Magenta favors H-bond acceptor group while red disfavors. The steric and
electrostatic maps are more or less similar to the corresponding CoMFA models (Figures
2 and 3, resp.) except that there is a small green contour near phenyl
ring of compound-47 in CoMFA model. In Figure 6, the magenta contour around C-2
and C-3 position of cyclobutane favors the H-bond accepting group to enhance the
inhibitory activity of the molecules. Thus the H-bond accepting substituent at
C-4 position might enhance inhibitory activity of the compounds through H-bonding
with Glycine (Gly1008) or Valine (Val1013).
Figure 4: CoMSIA electrostatic maps with the most (red) and least (orange) active compound within the active site.
Figure 5: CoMSIA steric maps with the most (red) and least (orange) active compound within the active site.
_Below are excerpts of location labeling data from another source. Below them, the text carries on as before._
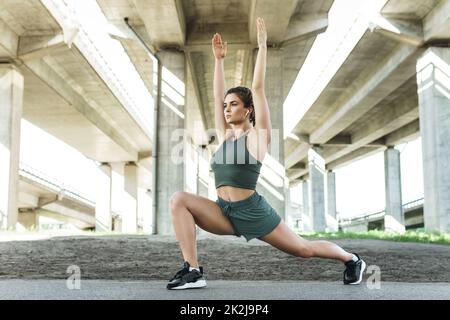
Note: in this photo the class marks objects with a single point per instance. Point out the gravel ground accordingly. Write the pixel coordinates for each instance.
(121, 257)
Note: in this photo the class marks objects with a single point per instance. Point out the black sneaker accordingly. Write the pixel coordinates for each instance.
(185, 279)
(354, 271)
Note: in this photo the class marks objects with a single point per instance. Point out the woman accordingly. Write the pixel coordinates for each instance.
(242, 120)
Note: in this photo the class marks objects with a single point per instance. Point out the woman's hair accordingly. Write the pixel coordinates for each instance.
(245, 94)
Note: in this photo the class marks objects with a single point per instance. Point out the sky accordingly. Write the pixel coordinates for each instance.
(359, 186)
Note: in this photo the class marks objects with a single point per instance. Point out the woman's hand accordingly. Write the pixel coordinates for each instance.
(262, 34)
(219, 48)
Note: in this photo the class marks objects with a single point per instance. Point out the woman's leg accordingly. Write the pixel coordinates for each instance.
(286, 240)
(187, 211)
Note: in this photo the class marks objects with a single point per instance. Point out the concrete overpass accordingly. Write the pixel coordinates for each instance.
(389, 90)
(57, 70)
(413, 218)
(41, 195)
(184, 47)
(54, 73)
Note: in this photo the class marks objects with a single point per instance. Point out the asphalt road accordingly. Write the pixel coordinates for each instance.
(219, 290)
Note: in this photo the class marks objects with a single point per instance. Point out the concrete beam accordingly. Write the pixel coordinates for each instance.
(296, 173)
(197, 92)
(276, 18)
(156, 14)
(387, 76)
(306, 27)
(298, 154)
(56, 211)
(9, 40)
(436, 24)
(405, 134)
(57, 83)
(37, 47)
(136, 51)
(233, 34)
(340, 140)
(396, 115)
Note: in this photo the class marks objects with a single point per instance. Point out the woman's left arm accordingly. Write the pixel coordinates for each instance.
(262, 114)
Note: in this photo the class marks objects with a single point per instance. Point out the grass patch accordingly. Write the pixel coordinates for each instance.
(408, 236)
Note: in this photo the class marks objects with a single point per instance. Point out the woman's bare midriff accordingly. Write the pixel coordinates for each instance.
(230, 193)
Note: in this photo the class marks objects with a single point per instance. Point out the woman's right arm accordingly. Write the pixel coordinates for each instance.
(219, 51)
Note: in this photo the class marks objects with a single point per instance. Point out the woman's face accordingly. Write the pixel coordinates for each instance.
(233, 109)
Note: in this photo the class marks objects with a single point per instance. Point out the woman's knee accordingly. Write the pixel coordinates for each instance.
(177, 200)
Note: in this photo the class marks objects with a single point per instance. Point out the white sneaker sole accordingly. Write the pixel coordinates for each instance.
(361, 273)
(191, 285)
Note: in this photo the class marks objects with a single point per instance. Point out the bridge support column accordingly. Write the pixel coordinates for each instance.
(129, 218)
(433, 73)
(332, 223)
(171, 138)
(274, 189)
(317, 189)
(11, 100)
(393, 220)
(103, 216)
(306, 216)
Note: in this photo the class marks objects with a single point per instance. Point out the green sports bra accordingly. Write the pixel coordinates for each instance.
(233, 165)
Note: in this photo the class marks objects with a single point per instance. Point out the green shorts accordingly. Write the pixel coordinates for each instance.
(252, 217)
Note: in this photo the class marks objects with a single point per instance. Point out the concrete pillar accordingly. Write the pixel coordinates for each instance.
(11, 100)
(129, 217)
(433, 73)
(171, 138)
(317, 189)
(274, 187)
(393, 221)
(306, 216)
(103, 216)
(332, 223)
(290, 210)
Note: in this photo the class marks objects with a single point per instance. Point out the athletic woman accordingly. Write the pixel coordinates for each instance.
(242, 121)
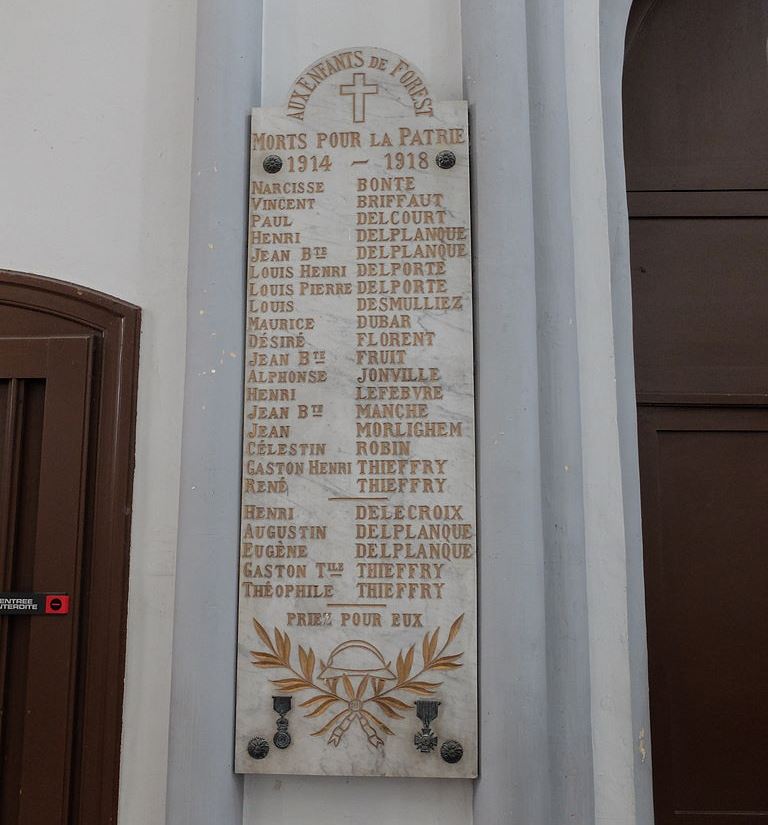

Figure 6: CoMSIA H-bond acceptor map with the most (red) and least (orange) active compound within the active site.
4. Conclusion
A
comparative CoMFA and CoMSIA models were developed for the series of potent
IGF-1R inhibitors. Ligand-based and receptor-guided protocols were applied to
develop the models. Receptor-guided alignment gave models with better
statistics than the ones from the ligand-based approach, presumably because the
alignment using receptor information is more realistic. Moreover, the
interpretation of receptor-guided models are directly associated with the
receptor information. That is, in general, the superposition of a CoMFA or
CoMSIA contour map inside the receptor shows reasonable correspondence between the
contour map property and the physical property of surrounding active site
region. This provides more detailed understanding about the interaction between
the series of inhibitors and IGF-1R. The information drawn here can be used to
design new inhibitors of IGF-1R.
Acknowledgment
The authors would like to thank Jung Soo Oh for the valuable support.